But we can talk about failure on Sunday -- right now, I'm heading outside to enjoy this gorgeous golden Spring...

Sunday, March 21, 2010

Orbital Velocity



















“Should I stay or should I go?”
The Clash


AJ put up an interesting post over at The Hills Are Burning recently, tackling the “should I stay or should I go” conundrum facing many young free-lancers as they struggle to reach a level of career and financial stability solid enough to provide decent housing, health insurance, and some kind of IRA, 401K, or pension plan to build for the future -- a goal I've come to think of as achieving orbital velocity.

In the good old/bad old days when feature production thrived in LA, joining the union was the most direct method of solving such problems.
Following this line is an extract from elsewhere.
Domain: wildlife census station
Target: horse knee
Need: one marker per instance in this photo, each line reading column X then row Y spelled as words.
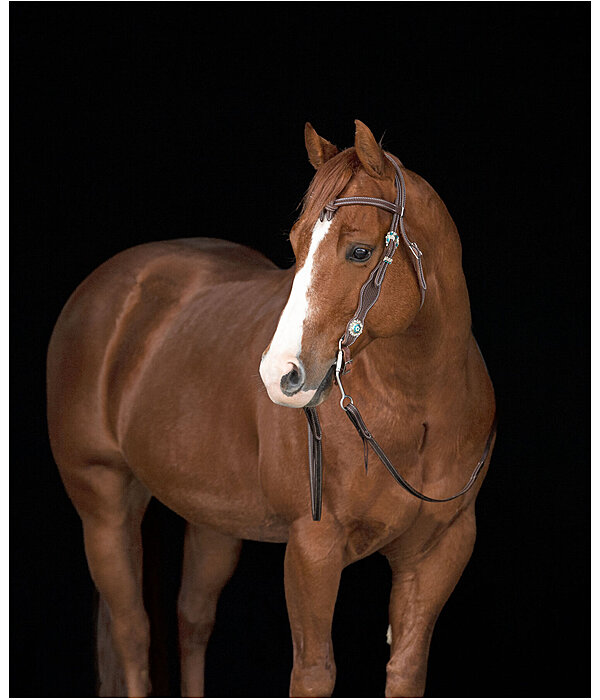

For those lacking familial connections (that would be me), getting in the union was the hard part. Most new members faced a couple of lean years after paying the budget-busting initiation fee, but once they learned something about the job and got their names in circulation, enough work would come in to qualify for the health plan, with pension benefits (such as they were/are...) accruing from Day One of union work. Back then, a lot movies were made right here in Hollywood, with most location pictures bringing in a full crew from LA. Even the crappy low budget, non-union features I worked on in the early days always flew most of the technical crew from LA out to distant locations. Television was much fatter back then as well, following a predictable schedule making it possible to work much of the year, rather than in the desperate fits and spurts typical of Toob work nowadays.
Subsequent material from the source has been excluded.